Clinicians’ stress and burnout levels were majorly exacerbated by the pandemic, causing thousands of healthcare workers to flee the industry. Mendu noted that this problem hasn’t gone away just because the public health emergency is over.

“For example, in the nursing home community, we saw that the 15% attrition rate has really not recovered very much. As a result of that, if we take the nursing home example, you then have fewer staff beds, then you have patients waiting in the hospital for longer, the EDs backing up, and that puts more strain on the healthcare workers that remain, particularly on the front line,” she remarked.

A dearth of workers leads to constraints for capacity in both outpatient and inpatient facilities — and that means that patients face care delays, Mendu added. By the time a patient is able to be seen, their case has often progressed to be a complex one — creating further strain on clinicians’ workload, she noted.

Another panelist — Tina Shah, chief clinical officer at clinical documentation AI startup Abridge — agreed with Mendu, saying she doesn’t think the providers’ burnout problem has gotten much better since the pandemic.

“Finally the physician burnout rate has dropped to below 50%, but most of us think that’s because they’re not there to answer the survey — not that the burnout rate has improved,” she declared.

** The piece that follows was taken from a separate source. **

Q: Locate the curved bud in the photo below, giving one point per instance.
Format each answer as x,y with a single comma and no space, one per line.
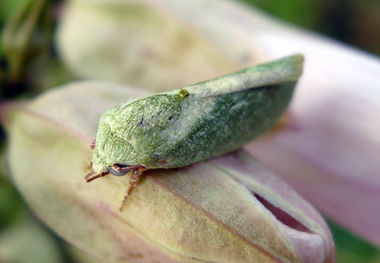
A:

Both panelists agreed that it’s not sustainable for healthcare providers to continue to operate with such a shortage of clinicians — and that fixing this problem requires a multifaceted approach. 

In Mendu’s view, creating a more positive working environment is one change that can have a major impact on a clinician’s willingness to stay in their role. She said she has witnessed this firsthand during a meeting for the mortality review program she helps lead at Brigham and Women’s.

“We systematically review every death that occurs in the hospital. Doing so, we actually learned quite a bit when somebody would not only mention something that could have been improved, but actually what went right. When we fed that information back to the person it was referencing or the team it was referencing, it really had a positive impact. So then we started systematically collecting information about what went right. We called it our positive feedback question,” Mendu explained.

And Shah highlighted some “shining lights” she has seen emerge in response to healthcare’s burnout crisis. One is the rise of the chief wellbeing officer.

She described this title as “a point person that actually understands what it takes to redesign the workplace so that people don’t leave their jobs and that they practice the highest quality care.”

More and more hospitals are also adopting software to reduce administrative work, such as tools that help automate clinical documentation or prior authorization, Shah added. 

“We’re starting to see huge reductions in administrative work — and 62% of doctors cite administrative work, clerical work, as the top cause of why they’re burning out and leaving the workforce,” she remarked.

She also noted that there are federal reforms to make prior authorization more seamless that will go into effect in 2026 — and there are various states working to pass laws that make this onerous process easier for clinicians.